Fresh Looks Behind Center: St. James, Lutcher installing new quarterbacks
Published 12:01 am Saturday, August 5, 2017
ST. JAMES — St. James football coach Robert Valdez says he and his cross-river counterpart, Lutcher coach Dwain Jenkins, don’t have much in common.
“We have so many differences,” said Valdez, who replaced Jenkins at St. James last year after Jenkins took over his alma mater.
“I’m bigger than he is,” Valdez continued. “He has hair; I don’t. He drives a white Yukon, I drive a black Yukon.”
There is something the two men have in common this football season, though — both are adjusting to life after the graduation of a star quarterback.
St. James quarterback Lowell Narcisse and Lutcher quarterback Jontre Kirklin stood out on their respective teams. Now both have graduated and gone on to LSU — Narcisse as a highly-touted dual-threat quarterback and Kirklin as a potential defensive back.
Back at home, their respective coaches have their new quarterbacks all lined up.
St. James will start senior DeMarcus Williams, who may have more experience than any other backup high school quarterback should ever expect to.
When Narcisse tore his right ACL in May of 2015, it was then-wide receiver Williams who started the season and helped lead the team to the Class 3A state championship game.
When Narcisse tore his left ACL in the 2016 jamboree game, Williams stepped up again.

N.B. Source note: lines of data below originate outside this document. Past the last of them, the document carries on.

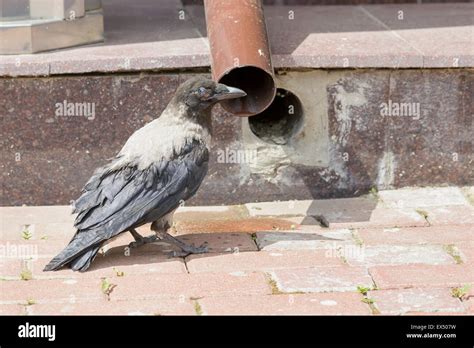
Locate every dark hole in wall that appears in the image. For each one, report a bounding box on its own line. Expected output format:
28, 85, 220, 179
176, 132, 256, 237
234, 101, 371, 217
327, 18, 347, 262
249, 88, 303, 145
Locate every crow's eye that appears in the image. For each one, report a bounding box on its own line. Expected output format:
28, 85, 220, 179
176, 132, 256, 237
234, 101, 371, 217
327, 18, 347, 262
198, 87, 211, 98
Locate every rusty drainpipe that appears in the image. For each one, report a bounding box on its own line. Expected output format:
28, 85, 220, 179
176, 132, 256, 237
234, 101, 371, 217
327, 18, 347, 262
204, 0, 276, 117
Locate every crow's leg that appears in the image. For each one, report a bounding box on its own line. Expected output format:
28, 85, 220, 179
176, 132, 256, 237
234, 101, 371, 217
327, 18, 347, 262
128, 228, 157, 248
155, 231, 209, 256
151, 218, 208, 256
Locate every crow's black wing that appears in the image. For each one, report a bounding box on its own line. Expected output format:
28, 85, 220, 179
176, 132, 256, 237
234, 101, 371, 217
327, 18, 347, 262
46, 140, 209, 270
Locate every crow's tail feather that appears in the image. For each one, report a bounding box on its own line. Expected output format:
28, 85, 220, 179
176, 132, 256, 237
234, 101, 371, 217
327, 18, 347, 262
43, 235, 102, 272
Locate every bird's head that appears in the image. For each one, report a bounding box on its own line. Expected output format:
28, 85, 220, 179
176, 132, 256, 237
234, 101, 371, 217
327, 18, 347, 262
176, 76, 247, 111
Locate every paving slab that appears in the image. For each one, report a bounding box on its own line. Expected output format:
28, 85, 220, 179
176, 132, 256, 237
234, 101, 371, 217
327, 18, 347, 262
199, 292, 371, 315
26, 298, 196, 315
342, 245, 456, 266
378, 187, 468, 208
357, 224, 474, 246
367, 288, 465, 315
424, 205, 474, 225
256, 229, 355, 251
271, 266, 373, 293
186, 250, 343, 274
369, 264, 474, 289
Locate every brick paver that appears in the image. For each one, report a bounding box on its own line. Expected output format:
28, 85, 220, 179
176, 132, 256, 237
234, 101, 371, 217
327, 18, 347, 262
369, 264, 474, 289
368, 288, 465, 315
0, 187, 474, 315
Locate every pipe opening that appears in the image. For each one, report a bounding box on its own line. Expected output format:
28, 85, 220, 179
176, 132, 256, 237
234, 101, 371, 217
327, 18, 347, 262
219, 66, 275, 116
249, 88, 303, 145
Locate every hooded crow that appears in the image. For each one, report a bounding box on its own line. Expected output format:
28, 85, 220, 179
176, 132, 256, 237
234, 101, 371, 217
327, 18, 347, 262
44, 77, 246, 272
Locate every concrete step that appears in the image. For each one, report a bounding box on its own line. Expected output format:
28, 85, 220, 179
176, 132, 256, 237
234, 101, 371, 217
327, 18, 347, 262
0, 0, 474, 76
0, 0, 474, 205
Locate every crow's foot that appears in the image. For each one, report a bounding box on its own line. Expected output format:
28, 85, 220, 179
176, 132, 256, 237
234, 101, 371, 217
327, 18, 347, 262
128, 229, 158, 248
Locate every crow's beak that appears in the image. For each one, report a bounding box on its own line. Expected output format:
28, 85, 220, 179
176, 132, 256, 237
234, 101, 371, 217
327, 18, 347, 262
212, 84, 247, 100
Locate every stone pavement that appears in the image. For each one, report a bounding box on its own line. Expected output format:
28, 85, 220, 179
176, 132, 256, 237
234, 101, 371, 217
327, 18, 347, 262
0, 187, 474, 315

The team reached the playoffs, but lost in the first round to Peabody.
This year, Williams knows exactly what he is — the starter.
“It’s actually very exciting,” he said. “I’m very comfortable in my position now because, the last two years, I didn’t know I was going to play quarterback. This year I know I’m the quarterback.”

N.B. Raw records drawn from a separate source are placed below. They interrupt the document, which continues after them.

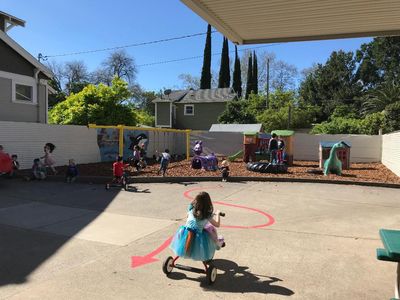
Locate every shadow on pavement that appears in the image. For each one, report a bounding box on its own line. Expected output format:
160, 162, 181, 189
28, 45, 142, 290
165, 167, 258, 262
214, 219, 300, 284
169, 259, 294, 296
0, 180, 138, 286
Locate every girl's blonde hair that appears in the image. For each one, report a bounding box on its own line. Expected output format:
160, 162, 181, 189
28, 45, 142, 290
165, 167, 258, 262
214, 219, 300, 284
192, 192, 214, 220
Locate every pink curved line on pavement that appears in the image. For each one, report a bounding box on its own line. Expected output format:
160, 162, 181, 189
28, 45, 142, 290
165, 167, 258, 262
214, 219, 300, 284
183, 186, 275, 229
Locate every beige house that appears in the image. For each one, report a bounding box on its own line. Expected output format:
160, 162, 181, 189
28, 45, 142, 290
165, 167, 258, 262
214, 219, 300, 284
153, 88, 237, 130
0, 11, 52, 123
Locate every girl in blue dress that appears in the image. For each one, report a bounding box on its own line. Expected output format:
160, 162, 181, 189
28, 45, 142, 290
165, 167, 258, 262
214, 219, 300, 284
170, 192, 223, 261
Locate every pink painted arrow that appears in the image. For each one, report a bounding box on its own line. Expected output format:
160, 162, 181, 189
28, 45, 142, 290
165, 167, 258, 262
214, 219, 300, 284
131, 236, 172, 268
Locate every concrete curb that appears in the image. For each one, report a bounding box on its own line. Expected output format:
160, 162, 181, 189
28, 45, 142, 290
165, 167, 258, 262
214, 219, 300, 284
36, 175, 400, 189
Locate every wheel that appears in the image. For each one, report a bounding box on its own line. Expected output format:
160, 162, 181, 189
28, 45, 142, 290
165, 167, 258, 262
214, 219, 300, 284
207, 265, 217, 285
163, 256, 174, 276
122, 178, 128, 191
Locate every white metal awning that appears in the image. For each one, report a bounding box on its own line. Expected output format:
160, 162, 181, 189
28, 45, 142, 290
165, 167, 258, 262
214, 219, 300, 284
181, 0, 400, 44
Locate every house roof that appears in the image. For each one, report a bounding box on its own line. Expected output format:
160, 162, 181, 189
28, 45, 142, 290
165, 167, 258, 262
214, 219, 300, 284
0, 31, 53, 79
0, 11, 25, 31
209, 124, 262, 133
153, 90, 189, 103
153, 88, 236, 103
181, 0, 400, 44
179, 88, 237, 103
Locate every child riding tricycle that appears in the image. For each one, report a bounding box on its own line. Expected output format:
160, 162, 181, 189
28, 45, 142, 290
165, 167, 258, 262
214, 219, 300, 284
163, 192, 225, 284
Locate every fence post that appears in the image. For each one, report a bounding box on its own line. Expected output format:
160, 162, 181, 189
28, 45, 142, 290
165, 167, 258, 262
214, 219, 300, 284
117, 125, 124, 157
186, 129, 190, 160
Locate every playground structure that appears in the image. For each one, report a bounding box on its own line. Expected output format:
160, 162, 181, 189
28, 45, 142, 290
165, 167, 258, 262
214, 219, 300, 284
0, 152, 12, 175
319, 141, 351, 170
88, 124, 191, 160
324, 142, 346, 176
192, 141, 218, 171
242, 132, 271, 163
271, 130, 294, 167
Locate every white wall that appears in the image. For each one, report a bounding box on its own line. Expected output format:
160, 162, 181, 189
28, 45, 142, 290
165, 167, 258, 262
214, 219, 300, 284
0, 121, 100, 169
0, 121, 186, 169
294, 133, 382, 162
382, 132, 400, 176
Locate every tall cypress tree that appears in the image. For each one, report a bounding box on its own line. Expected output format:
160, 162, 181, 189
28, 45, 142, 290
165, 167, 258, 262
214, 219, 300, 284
200, 24, 211, 89
218, 37, 231, 88
252, 51, 258, 95
245, 53, 253, 99
225, 38, 231, 87
232, 45, 242, 98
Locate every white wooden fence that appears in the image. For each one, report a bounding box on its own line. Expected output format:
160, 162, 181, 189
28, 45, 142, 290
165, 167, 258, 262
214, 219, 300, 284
0, 121, 186, 169
382, 132, 400, 176
294, 133, 382, 162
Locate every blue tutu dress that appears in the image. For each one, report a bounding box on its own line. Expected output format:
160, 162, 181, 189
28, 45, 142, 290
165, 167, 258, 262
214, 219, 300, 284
169, 205, 218, 261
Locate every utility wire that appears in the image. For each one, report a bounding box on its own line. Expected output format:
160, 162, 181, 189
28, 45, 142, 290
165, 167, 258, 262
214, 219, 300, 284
137, 43, 281, 68
39, 30, 217, 60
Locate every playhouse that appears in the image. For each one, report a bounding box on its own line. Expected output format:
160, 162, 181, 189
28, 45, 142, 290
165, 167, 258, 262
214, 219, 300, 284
243, 131, 271, 163
319, 142, 351, 170
271, 130, 294, 166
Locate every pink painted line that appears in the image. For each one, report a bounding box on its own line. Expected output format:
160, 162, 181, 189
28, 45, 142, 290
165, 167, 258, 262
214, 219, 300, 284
214, 201, 275, 229
183, 185, 222, 200
183, 186, 275, 229
131, 236, 172, 268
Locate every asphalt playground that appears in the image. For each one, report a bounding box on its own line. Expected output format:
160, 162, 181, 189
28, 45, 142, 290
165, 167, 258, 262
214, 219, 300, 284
0, 180, 400, 300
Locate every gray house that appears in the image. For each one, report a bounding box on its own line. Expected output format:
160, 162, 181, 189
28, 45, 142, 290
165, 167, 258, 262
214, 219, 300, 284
153, 88, 237, 130
0, 11, 52, 123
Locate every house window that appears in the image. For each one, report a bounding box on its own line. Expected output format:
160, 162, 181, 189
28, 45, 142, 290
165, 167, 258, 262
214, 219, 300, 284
184, 104, 194, 116
15, 83, 33, 102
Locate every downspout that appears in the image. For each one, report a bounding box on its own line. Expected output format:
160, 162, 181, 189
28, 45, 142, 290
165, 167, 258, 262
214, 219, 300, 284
33, 68, 40, 123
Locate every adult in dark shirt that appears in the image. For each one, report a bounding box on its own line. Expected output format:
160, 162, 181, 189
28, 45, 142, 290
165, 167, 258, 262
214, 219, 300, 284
268, 133, 278, 163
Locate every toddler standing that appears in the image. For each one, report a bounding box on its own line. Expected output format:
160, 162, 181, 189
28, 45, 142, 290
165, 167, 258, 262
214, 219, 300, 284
66, 159, 78, 183
219, 160, 229, 182
41, 143, 57, 175
157, 149, 171, 176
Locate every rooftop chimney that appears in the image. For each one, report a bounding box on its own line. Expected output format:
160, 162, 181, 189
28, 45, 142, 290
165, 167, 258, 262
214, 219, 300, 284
0, 11, 25, 33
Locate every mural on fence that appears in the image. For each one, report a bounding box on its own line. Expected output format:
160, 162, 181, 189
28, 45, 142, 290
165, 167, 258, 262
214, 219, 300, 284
97, 128, 149, 162
124, 130, 149, 159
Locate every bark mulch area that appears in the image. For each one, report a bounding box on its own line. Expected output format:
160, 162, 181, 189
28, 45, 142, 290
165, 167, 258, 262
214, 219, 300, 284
50, 160, 400, 184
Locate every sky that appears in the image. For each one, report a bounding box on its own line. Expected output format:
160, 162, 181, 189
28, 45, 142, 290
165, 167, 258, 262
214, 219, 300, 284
0, 0, 371, 91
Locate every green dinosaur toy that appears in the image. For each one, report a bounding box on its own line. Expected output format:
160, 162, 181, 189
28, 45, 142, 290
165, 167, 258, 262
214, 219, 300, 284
324, 142, 344, 176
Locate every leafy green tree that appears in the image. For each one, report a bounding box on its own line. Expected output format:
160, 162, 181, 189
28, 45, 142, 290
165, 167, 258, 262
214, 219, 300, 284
218, 100, 256, 124
134, 110, 155, 126
299, 51, 361, 121
362, 82, 400, 114
383, 101, 400, 132
245, 53, 254, 99
257, 90, 319, 131
360, 112, 385, 135
232, 45, 242, 98
91, 49, 137, 85
49, 77, 137, 125
329, 104, 359, 120
311, 117, 361, 134
356, 36, 400, 89
63, 61, 89, 95
200, 24, 211, 89
218, 37, 231, 88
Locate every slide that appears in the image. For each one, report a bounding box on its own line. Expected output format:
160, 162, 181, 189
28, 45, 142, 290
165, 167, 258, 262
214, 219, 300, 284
228, 150, 243, 161
0, 153, 12, 174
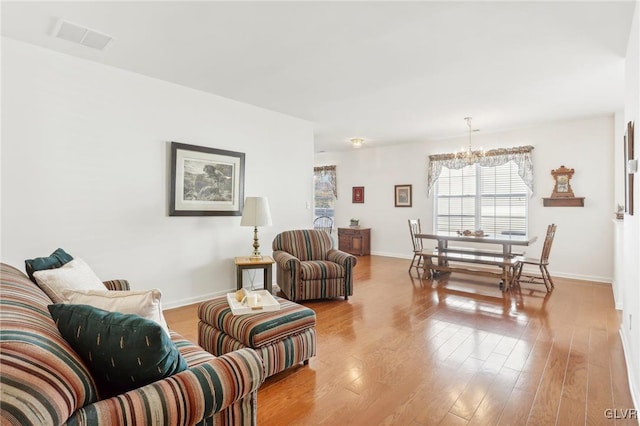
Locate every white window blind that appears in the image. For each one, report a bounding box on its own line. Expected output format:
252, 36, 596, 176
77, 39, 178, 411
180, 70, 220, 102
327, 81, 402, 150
434, 161, 529, 235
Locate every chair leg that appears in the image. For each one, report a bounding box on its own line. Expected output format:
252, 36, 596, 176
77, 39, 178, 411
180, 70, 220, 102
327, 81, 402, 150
409, 253, 419, 273
422, 256, 433, 280
542, 265, 555, 288
540, 265, 551, 293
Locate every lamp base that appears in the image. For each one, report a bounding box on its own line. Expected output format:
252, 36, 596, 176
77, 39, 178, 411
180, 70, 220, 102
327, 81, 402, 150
249, 226, 262, 260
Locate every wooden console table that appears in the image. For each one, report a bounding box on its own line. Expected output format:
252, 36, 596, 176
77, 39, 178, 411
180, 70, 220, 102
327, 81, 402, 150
338, 226, 371, 256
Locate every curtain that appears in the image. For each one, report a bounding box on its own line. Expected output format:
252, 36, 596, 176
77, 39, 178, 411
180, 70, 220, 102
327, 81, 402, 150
427, 145, 533, 195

Valdez said things are returning to “normal” after Narcisse, who brought a lot of attention to the program.
“Everybody wanted to talk to Lowell,” Valdez said.
“National publications were here. ‘We want to see Lowell in our product. We want to take pictures with Lowell.’ It was unbelievable. It’s easy for the other kids to take a second fiddle or backseat. The kids so idolized him that sometimes they just got caught in the amazement of him. It was like, ‘Ok. We’re hoping for Superman to bail us out.’ For the first time we actually get to be St. James High School and not Lowell Narcisse and the St. James Wildcats.”

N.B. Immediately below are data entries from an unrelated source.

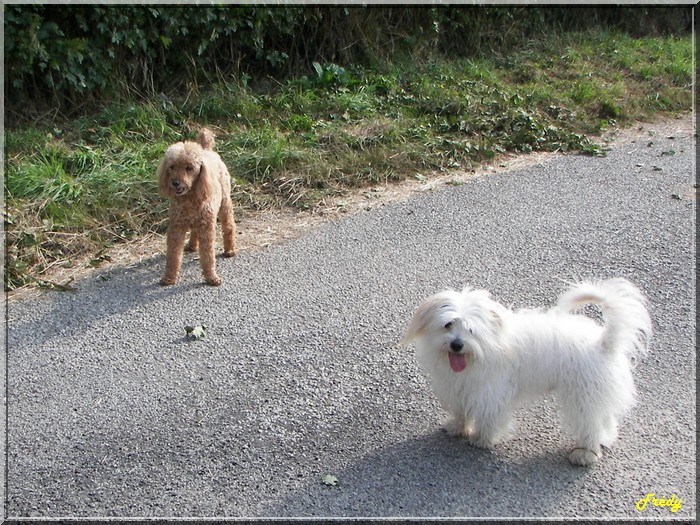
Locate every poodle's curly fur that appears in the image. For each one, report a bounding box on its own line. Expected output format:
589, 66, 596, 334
157, 128, 236, 286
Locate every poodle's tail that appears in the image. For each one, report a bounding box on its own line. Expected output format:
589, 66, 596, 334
557, 278, 651, 357
196, 128, 214, 150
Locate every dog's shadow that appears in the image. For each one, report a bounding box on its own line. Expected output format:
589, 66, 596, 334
261, 430, 589, 517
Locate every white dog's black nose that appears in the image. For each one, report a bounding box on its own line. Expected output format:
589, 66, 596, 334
450, 339, 464, 352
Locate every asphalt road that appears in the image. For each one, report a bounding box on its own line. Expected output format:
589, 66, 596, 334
6, 117, 696, 518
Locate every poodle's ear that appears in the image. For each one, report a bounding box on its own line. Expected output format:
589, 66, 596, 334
156, 157, 173, 199
194, 157, 216, 202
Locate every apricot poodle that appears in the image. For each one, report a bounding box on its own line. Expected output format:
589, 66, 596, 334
157, 128, 236, 286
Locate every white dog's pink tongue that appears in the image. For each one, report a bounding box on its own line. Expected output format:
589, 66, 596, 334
448, 352, 467, 372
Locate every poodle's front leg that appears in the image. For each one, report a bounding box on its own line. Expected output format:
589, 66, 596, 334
160, 225, 187, 286
199, 217, 221, 286
219, 197, 236, 257
185, 228, 199, 252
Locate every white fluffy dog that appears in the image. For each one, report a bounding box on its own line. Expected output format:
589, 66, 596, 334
402, 278, 651, 466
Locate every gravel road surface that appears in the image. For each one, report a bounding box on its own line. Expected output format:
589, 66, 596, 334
6, 117, 696, 519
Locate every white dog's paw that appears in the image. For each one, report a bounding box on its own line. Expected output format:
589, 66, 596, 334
569, 448, 600, 467
442, 418, 468, 437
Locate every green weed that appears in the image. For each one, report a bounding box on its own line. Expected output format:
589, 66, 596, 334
5, 32, 693, 289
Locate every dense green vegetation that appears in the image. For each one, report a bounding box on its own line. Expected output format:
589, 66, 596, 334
5, 6, 693, 289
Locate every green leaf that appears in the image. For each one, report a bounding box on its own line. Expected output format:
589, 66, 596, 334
185, 325, 207, 341
321, 474, 338, 487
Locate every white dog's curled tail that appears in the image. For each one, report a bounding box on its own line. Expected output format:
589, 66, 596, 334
557, 277, 652, 357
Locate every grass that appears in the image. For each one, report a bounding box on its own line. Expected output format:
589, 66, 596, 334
5, 29, 693, 290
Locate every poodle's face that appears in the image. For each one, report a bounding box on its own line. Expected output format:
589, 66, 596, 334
160, 142, 202, 197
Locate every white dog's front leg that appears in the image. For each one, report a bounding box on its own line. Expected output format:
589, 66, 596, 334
442, 416, 469, 437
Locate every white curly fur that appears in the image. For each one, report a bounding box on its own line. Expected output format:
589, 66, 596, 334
402, 279, 651, 466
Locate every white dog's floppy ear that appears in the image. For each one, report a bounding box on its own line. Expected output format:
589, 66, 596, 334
400, 293, 446, 346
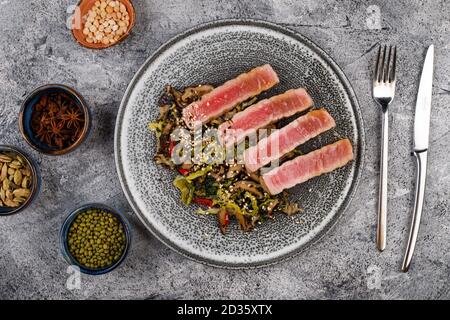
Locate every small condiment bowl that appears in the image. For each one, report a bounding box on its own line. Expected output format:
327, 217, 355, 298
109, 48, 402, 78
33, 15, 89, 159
0, 145, 41, 216
72, 0, 136, 49
19, 84, 91, 155
60, 203, 131, 275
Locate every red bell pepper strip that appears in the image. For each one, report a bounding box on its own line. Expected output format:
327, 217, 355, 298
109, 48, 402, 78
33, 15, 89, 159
178, 168, 190, 176
192, 197, 213, 208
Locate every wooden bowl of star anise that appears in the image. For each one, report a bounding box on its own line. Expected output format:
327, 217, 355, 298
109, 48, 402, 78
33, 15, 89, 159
19, 84, 91, 155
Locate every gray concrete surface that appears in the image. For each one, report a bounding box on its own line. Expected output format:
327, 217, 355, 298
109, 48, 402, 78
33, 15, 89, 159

Across the river at Lutcher, things were a little different.
Kirklin didn’t get as much attention but quietly broke records and led the Bulldogs to back-to-back state championships. He also missed only two games due to a concussion.
Those two starts went to Kolby Bourgeois, a very talented member of the Lutcher baseball team well-known to Jenkins. The youngster lived just down the street from Jenkins’ sister, Danielle.
Shortly after it was announced that Jenkins, the longtime Lutcher assistant football coach who spent three seasons coaching across the river at St. James, would succeed Tim Detillier at Lutcher, there was a big party at Danielle’s house and Bourgeois was there.
Said Jenkins: “I knew he was a baseball player but I said, ‘Hey Kolby, now that I’m the coach at Lutcher are you going to come out and try out at quarterback?’ He said he would. He did and there he is. He’s our guy. We’ve been preparing for this. We have full confidence in him that he can get the job done.”